Durante esta etapa, que marca el fin del ciclo solar de 11 años, el Sol produce más agujeros coronales y tormentas geomagnéticas, lo que incrementa el flujo de viento solar hacia la Tierra. Este fenómeno puede generar auroras más frecuentes, prolongadas y visibles en zonas donde no suelen aparecer, como el norte de México, el sur de Europa y gran parte de Estados Unidos.
La física Tamitha Skov explicó que, aunque parezca una etapa de baja actividad solar, en realidad es un periodo de mayor turbulencia espacial, con tormentas más largas y frecuentes.

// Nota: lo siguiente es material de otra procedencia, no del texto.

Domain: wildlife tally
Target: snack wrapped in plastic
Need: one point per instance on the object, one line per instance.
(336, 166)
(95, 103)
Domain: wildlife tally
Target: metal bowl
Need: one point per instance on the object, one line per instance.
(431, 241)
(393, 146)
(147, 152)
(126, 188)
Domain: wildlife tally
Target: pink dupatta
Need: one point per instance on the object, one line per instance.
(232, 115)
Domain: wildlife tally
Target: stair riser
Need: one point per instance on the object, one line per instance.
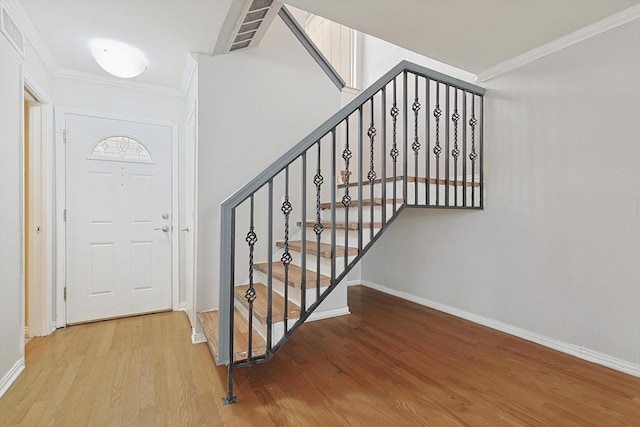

Un ejemplo reciente fue en mayo de 2024, cuando una tormenta solar permitió ver auroras hasta en México. Expertos esperan que eventos similares continúen ocurriendo hasta 2026.
Sin embargo, este espectáculo natural también conlleva riesgos: las tormentas solares pueden afectar sistemas GPS, satélites, redes eléctricas y comunicaciones, advierten científicos.